“Where you headed, Son?” asked the man with the cane.
He sat in an airport coffee shop, a cup of black coffee in front of him. like him. I was killing time while waiting for my flight to leave.
The one who told the story to me sighed. To keep his privacy, I’ll call him Bob.
“I’ll be headed back to Iraq,” Bob answered.
“You in the Army?”
“Yes, I am.”
“Thought so,” the old man said.
“How’d you know?” Bob asked. He wasn’t in uniform.
“I got a nose for my own kind.”
Bob studied him carefully. What hair he could see was white, poking out in tufts from under the hat proclaming the man a Korean War veteran.

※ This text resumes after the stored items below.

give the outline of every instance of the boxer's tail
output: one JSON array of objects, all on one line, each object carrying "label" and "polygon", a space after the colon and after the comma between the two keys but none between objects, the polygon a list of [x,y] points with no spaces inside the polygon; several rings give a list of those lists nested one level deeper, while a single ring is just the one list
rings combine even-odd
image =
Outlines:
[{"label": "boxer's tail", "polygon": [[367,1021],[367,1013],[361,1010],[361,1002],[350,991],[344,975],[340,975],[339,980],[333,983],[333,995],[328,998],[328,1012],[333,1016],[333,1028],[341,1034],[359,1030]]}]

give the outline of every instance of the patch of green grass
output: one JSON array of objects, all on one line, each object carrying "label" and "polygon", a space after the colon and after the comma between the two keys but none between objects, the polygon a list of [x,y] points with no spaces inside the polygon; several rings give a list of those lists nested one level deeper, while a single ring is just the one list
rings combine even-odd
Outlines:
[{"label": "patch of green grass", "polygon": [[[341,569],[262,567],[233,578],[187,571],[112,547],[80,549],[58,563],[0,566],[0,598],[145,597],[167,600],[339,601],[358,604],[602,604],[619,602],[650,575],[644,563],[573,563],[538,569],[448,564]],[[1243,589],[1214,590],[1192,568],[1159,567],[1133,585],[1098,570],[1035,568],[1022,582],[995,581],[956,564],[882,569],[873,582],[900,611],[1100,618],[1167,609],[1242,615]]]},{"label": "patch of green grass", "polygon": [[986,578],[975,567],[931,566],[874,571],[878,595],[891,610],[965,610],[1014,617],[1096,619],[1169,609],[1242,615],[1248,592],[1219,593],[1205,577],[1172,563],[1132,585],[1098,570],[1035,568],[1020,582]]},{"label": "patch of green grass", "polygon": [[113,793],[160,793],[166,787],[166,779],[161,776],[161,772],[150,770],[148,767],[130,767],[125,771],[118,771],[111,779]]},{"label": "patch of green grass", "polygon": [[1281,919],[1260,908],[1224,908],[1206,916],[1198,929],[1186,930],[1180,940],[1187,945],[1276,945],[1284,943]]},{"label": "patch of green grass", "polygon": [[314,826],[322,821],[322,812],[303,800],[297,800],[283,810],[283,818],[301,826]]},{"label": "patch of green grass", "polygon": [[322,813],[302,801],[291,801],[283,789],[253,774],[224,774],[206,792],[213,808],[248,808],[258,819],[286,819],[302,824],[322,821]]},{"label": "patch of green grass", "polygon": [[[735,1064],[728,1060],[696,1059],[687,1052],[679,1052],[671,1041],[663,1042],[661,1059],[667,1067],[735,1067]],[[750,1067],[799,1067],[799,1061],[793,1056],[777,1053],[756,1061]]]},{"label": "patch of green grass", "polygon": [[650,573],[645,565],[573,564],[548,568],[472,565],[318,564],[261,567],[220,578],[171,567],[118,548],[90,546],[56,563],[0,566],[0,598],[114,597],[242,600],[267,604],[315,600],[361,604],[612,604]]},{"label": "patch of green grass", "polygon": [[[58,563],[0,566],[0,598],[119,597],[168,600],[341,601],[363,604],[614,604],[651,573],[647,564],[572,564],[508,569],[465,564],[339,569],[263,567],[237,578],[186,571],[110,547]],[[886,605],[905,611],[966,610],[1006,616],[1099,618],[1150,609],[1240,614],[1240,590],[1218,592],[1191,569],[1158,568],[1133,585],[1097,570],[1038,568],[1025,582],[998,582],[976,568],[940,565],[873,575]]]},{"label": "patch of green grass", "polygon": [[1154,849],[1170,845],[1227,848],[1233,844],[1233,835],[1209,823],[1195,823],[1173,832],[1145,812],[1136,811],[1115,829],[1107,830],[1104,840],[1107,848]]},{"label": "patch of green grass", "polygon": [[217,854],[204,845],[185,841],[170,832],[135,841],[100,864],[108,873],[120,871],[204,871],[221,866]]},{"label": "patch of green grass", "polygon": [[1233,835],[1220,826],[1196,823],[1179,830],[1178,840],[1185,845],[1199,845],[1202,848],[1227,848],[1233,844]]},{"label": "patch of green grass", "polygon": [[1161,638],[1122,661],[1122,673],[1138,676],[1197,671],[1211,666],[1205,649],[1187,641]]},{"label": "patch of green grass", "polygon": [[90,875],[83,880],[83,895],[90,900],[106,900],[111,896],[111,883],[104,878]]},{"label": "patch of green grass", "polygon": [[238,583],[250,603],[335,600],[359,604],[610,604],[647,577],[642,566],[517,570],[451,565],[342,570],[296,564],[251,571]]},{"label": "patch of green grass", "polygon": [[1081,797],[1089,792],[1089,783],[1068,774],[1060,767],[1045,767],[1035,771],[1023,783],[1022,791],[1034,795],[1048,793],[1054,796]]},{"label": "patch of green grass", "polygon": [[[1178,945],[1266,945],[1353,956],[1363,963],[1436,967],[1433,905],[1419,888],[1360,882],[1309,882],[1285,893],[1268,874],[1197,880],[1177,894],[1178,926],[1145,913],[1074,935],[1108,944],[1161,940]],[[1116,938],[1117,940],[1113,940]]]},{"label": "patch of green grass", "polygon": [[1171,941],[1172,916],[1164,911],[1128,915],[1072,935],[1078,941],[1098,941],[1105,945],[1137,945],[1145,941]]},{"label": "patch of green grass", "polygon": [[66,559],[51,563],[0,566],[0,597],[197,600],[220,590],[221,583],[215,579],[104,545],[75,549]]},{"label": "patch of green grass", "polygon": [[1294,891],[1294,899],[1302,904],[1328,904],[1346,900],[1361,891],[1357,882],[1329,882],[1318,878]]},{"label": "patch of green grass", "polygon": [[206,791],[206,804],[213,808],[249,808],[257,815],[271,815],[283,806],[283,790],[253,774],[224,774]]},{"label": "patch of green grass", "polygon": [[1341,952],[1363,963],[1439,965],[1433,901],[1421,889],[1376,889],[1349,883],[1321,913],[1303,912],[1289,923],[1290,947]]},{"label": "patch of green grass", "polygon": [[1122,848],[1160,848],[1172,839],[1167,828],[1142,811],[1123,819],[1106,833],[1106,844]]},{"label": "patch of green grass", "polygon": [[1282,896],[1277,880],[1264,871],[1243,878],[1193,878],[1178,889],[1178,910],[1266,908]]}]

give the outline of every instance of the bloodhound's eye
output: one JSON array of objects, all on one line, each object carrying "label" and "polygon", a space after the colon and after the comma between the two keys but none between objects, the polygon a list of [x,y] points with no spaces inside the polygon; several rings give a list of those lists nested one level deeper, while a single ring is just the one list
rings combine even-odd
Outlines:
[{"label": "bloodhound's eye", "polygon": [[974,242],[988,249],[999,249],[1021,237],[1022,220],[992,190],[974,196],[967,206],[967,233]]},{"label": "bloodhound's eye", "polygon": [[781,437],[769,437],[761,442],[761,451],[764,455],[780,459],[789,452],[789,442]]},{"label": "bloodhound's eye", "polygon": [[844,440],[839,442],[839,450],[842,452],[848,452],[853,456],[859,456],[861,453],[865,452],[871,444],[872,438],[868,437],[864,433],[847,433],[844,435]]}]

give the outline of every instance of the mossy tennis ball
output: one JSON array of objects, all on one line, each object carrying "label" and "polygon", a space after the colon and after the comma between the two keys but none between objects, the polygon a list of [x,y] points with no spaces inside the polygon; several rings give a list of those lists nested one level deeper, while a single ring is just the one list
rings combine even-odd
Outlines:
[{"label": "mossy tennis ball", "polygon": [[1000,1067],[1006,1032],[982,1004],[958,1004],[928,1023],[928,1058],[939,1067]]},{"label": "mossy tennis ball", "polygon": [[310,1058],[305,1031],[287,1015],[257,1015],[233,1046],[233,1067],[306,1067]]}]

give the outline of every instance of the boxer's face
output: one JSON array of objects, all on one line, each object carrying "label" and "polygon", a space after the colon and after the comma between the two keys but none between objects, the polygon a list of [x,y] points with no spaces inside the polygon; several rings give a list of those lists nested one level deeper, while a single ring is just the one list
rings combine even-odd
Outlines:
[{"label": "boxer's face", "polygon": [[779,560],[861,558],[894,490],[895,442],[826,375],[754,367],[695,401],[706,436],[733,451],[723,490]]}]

His skin was almost translucent, and even sitting, he used the cane for support.
“Mind if I join you?” Bob asked.
“Please do,” he said, nodding at the the empty chair across from him.
Bob sat down. He was drinking an iced coffee, while the man drank his coffee hot and black. Somehow, that seemed to illustrate the divide between them. Bob thought he’d have little in common with the Old Man.
“Where you headed?” Bob asked.
“Off to see grandkids in Washington state. I imagine it will be a lot more fun than where you’re headed.”
“That’s true.” Bob took a sip of his coffee. “This is my third time.”
The man looked out the window. Outside the sun was bright and airplanes moved slowly past, the whine of their engines barely audible through the thick glass.
“Facing giants once again,” the Old Man said.
“Excuse me?”
“Line from a song. I’ve been where you are,” the man told Bob.
“Oh?”
“I was in a train station,” he said. “Waiting to catch a train back to Ft. Riley, and had to change trains in this little town in the middle of Kentucky. I was eating a Hershey bar and drinking a soda and I was scared to death. You see, I was an infantryman and that meant the front lines. Since the Big Red One was in Europe, I’d be facing Hitler and his boys.
“I was thinking about all this when this man came in. He was dressed in overalls and sat down on the bench across from me. I think he was a local farmer.
“I was in uniform and he says, ‘Where you going, soldier?’
“‘Fort Riley, Kansas,’ I answered, both proud and scared at the same time.
“He sat quietly for a moment before asking, ‘You going to Germany?’
“I remember I shrugged.”
Bob let the Old Man just talk. Clearly the old brain was going down pathways of yesterday. He admitted, he was beginning to regret sitting down.
A minute later, he was glad he had.
The Old Man reached into his pocket and pulled out a chain. A small silver medal dangled on the end of it.
“Anyways, the Farmer says, ‘I’ve been praying for someone to give this to.’ He handed it over to me.
“I took it and looked at it. ‘What’s this?’ I asked.
“‘St. Michael, the Archangel medal. He’s the patron saint of soldiers.’
“‘I’m not Catholic,’ I told him.
“I remember he shook his head. ‘Neither am I, but my Grandfather was. He fought in the wars across the West, and a Mexican woman who used to work around the fort gave that to him. She told him that it was reminder that someone he didn’t know would pray for his safety.’
“‘It must have worked, because he went through some harrowing times and came out alive. He gave it to me when I left for France during the Great War. When I got back, I thought I’d lost it, but I found it the other day. I felt I needed to come down here today and give it to the first soldier I saw and tell him I’d be praying for him.'”
Bob said the old man stopped, and then looked the medal over. It looked like it had been through a lot. It was pitted and worn and you could barely see St. Michael, his wings spread and a sword in his hand on it.
“‘His prayers must have been really powerful,” the Old Man said. “I carried this medal from Normandy, through Korea and ‘Nam. And I needed his prayers. I was surrounded by a lot of hate, from the enemy, and when I came home from ‘Nam, my own countrymen. I was told I was a baby killer and eyed by those around me like I might suddenly just fly off the handle and go berserk. Only once was I ever treated like a hero, and then everyone tried to forget what I’d done.'”
“He handed me the medal,” Bob said. I told him, “I can’t take this.”
“‘Yes, you can. It’s my turn to pass it on to someone who will need to be reminded that he is being prayed for. You’re not alone facing the giants, Son. Not this time,’ he said. He finished his coffee, got up and hobbled away on the cane.
“To this day, I don’t know who he was. He’s probably dead now, but I know he prayed for me.
“How else could I be telling you this.”